Infectious disease epidemiologist Maria Van Kerkove, with WHO’s Health Emergencies Program, said many of the letter’s signatories are engineers, “which adds to growing knowledge about the importance of ventilation, which we feel is very important.”
“We have been talking about the possibility of airborne transmission and aerosol transmission as one of the modes of transmission of Covid-19, as well as droplet. We’ve looked at fomites. We’ve looked at fecal oral. We’ve looked at mother to child. We’ve looked at animal to human, of course as well,” Van Kerkove said.

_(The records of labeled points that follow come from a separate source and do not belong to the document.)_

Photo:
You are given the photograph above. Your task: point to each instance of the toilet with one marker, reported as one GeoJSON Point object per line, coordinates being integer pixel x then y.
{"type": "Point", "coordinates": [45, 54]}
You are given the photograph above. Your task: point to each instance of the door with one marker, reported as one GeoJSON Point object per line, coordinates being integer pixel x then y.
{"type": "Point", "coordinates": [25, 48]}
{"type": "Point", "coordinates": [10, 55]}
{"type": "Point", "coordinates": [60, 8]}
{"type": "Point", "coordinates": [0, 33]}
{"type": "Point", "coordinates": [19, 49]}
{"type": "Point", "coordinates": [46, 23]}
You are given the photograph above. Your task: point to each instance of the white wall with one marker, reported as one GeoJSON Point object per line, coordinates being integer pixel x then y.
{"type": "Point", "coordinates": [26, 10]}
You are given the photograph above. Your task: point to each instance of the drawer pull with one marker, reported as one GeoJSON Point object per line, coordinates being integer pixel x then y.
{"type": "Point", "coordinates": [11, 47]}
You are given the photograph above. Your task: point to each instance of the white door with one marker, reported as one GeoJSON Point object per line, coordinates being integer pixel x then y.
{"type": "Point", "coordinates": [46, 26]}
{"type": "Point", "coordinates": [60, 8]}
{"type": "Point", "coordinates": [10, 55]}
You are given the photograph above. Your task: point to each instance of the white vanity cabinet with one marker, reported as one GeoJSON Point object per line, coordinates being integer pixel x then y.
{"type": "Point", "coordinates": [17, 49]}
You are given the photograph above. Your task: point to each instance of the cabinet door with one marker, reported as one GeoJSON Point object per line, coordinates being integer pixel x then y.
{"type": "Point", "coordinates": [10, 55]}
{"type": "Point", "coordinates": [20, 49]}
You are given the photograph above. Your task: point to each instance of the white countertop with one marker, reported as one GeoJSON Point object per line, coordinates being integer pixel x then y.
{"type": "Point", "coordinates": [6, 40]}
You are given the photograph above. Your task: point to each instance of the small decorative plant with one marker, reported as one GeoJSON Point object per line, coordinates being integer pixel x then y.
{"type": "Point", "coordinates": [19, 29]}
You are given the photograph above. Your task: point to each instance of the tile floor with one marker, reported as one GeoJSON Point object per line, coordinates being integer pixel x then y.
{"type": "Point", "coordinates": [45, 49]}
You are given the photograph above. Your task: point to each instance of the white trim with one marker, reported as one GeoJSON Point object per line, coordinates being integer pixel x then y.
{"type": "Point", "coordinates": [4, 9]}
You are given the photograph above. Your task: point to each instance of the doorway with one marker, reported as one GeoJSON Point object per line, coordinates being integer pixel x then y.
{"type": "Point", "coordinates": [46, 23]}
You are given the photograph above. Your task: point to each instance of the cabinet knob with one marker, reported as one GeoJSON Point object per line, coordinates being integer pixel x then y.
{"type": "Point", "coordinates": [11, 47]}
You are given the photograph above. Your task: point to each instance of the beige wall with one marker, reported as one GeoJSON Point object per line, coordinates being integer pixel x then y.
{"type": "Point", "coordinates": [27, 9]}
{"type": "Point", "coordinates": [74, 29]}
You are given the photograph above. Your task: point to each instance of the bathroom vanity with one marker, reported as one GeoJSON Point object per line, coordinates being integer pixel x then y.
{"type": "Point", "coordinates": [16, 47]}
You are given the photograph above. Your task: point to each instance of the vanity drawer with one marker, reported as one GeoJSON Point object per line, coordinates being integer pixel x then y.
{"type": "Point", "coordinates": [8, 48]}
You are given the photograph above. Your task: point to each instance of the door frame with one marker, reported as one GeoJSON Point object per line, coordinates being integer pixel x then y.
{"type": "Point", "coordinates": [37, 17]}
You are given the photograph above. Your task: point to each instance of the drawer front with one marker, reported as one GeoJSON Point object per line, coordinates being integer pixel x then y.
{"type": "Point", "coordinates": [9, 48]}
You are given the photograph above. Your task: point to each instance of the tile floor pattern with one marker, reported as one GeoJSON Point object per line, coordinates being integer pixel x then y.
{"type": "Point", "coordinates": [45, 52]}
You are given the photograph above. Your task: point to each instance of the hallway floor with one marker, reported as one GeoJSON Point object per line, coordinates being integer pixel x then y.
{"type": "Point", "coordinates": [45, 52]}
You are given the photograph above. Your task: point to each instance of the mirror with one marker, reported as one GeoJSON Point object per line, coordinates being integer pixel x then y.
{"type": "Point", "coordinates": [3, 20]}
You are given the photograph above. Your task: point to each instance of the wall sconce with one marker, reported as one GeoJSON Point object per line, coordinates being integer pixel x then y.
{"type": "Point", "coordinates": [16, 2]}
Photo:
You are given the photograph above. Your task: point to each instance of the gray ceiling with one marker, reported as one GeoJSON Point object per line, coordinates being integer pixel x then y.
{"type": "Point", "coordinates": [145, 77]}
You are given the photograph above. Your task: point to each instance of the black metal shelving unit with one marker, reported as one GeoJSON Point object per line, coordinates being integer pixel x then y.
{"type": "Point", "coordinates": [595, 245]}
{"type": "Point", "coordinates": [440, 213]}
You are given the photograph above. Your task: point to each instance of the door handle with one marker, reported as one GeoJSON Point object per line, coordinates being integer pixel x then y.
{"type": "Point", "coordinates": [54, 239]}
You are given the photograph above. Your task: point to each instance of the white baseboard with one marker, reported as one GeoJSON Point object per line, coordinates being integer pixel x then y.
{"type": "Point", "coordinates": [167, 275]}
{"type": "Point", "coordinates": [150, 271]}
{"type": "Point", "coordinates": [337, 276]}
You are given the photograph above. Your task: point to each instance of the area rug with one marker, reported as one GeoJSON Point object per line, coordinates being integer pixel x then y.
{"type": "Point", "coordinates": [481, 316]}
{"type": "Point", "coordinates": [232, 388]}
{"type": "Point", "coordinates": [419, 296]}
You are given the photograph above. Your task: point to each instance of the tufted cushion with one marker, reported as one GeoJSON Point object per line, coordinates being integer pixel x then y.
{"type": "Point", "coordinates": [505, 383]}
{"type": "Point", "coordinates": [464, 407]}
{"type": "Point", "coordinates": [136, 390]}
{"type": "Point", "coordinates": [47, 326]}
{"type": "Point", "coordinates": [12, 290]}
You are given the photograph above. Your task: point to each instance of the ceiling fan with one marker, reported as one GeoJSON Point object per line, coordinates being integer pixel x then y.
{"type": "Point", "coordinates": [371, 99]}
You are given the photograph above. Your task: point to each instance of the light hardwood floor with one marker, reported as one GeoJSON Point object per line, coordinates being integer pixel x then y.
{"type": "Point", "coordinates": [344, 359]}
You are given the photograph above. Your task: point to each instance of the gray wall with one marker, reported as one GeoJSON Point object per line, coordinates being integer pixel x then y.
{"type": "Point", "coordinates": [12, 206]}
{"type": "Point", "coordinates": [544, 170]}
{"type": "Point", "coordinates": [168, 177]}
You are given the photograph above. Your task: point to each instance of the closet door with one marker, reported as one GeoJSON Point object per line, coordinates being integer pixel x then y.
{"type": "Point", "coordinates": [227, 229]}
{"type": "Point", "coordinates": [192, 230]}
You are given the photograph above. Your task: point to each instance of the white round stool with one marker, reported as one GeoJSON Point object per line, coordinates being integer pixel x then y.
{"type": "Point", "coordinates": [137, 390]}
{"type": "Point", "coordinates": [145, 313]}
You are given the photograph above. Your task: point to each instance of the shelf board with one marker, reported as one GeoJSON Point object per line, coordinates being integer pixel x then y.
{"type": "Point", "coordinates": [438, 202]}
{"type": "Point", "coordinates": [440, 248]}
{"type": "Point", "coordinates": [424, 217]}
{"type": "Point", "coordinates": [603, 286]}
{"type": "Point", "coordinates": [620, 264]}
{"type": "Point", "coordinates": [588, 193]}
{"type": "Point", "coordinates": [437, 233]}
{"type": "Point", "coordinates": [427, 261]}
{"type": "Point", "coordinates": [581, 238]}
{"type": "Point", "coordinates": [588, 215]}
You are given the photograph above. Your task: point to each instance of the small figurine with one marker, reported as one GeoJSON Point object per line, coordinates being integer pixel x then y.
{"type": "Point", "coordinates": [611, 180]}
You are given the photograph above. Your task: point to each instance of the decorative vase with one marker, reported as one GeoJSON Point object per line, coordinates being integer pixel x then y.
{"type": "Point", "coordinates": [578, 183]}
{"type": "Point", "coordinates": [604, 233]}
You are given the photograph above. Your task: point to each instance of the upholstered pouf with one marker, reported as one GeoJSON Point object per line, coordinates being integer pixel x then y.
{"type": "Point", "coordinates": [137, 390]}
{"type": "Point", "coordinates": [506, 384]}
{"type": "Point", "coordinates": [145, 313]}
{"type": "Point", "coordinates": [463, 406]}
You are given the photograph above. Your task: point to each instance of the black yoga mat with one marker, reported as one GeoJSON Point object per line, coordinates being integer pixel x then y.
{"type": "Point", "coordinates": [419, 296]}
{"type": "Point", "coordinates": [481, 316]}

She said the agency is working on a scientific brief summarizing the current knowledge around transmission of the deadly virus, which should be available in the coming weeks.
Alleganzi emphasized more research is still needed on Covid-19 transmission.
“So, these are fields of research that are really growing and for which there is some evidence emerging but is not definitive,” she said.
“And therefore, the possibility of airborne transmission in public settings, especially in very specific conditions crowded, closed, poorly ventilated settings that have been described cannot be ruled out. However, the evidence needs to be gathered and interpreted.”